Takes on a whole new meaning when you ARE the sacrificed…..
Do your parents celebrate “Gotcha Day? 
When I was younger. Never quite understood if we were celebrating my loss or their gain. Fitting by definition though. Gotcha? gotツキcha (gch) interj. Used to indicate understanding or to signal the fact of having caught or defeated another. A game or endeavor in which one party seeks to catch another out, as in a mistake or lie….
We prayed for you to find us. 
Really? Who prays for a infant to lose its mother so they can parent.
We dreamed of adopting a newborn. 
Your dream is a newborns worse nightmare. We may learn to live without our mothers but at birth she our universe.

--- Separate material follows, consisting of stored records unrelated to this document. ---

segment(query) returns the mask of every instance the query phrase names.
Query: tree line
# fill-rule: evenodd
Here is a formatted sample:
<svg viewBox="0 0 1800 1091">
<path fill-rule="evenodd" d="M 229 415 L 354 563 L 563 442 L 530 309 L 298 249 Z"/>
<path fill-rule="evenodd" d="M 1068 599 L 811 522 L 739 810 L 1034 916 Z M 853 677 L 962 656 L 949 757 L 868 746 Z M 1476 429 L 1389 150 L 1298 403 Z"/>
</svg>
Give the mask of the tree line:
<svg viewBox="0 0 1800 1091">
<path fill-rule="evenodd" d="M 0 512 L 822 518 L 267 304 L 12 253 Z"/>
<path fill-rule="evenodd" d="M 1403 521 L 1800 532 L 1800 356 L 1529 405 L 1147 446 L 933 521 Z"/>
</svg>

Bet your thankful, you weren’t aborted. 
Great I have to waste my brain cells dealing with some dunderhead telling me to be glad I wasn’t aborted. Do you tell all to be glad they weren’t or just those YOU happen to believe were unwanted. I don’t think I have ever told another human to be thankful they weren’t aborted. 
At church when my pastors young bio daughter died. I can not tell you how many people, most who know I am adopted, said “So sad. You know she was their only real child”
Yeah I know, so do ALL their other adopted children.

I was adopted…..I didn’t adopt, BUT, someone told my mom many years ago something beautiful which touched her, and I thought I would share: “To have a child is a choice from God. To adopt a child is a God-given choice.” I thought those words lovely. And, from MY perspective, (secret): I always felt extra special having been hand-picked.